The boy, known as H because he can't be identified under the Youth Criminal Justice Act, was only 13 when he shot his father twice with a rifle on Aug. 5, 2013 near a remote community in northern Alberta.
Court heard the boy's home life was horrific and that his father was a drunk who ridiculed, demeaned and severely abused his wife and children.
The Crown argued that the amount of force the boy used was disproportionate to the danger his father presented.
Tests on the man's body determined he had a blood-alcohol level more than three times over the legal limit.
Justice Paul Jeffrey of Court of Queen's Bench said the boy acted to protect his mother and did not intend to kill his father.
"The first shot taken by H was in defence of and to protect his mother, to avoid her imminent murder if he did not intervene," Jeffrey said in written reasons released Friday of a decision made in court last month.
"I find the second shot was in defence of himself and also his mother, because the first was insufficient to restrain his father’s aggression, by that time headed towards him.
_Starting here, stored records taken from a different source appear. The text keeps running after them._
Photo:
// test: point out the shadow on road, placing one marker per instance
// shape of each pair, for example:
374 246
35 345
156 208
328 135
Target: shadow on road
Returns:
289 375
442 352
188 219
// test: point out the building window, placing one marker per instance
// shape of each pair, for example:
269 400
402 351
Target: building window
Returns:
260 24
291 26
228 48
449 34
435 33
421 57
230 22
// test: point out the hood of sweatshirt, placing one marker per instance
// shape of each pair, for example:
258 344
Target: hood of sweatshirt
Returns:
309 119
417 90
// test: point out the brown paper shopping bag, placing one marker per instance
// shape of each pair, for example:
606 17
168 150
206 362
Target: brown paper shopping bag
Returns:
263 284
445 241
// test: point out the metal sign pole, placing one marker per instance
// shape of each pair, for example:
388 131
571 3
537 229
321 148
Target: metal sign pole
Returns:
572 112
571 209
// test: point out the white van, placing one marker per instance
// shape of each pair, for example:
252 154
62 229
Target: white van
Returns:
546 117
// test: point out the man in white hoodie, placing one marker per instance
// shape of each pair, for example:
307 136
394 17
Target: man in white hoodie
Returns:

There is far more here than a reasonable doubt having been raised."
Court heard the father had a long history of viciously beating his mother, including knocking her front teeth out with a belt buckle, breaking her nose and choking her so severely that she almost died in hospital.
The man beat one his daughters, knocking her into a bathtub, causing her to miscarry.
He also whipped the boy and one of his brothers with an antenna and wire.
The father often locked the boy, his siblings and their mother in a room for up to two days.
"They lived in constant fear," Jeffrey wrote. "He threatened them into silence."
On the day of the shooting, court heard the boy's father was beating the boy's mother and the boy got a rifle from his grandfather's room.
The father saw the boy with the gun and threatened to kill both him and the mother. That's when the shots were fired.
Jeffrey said the Crown had to prove beyond a reasonable doubt that the boy was not acting in self defence or in defence of his mother.
"I find, in all the circumstances, H had no other choice if he was to intervene to save his mother."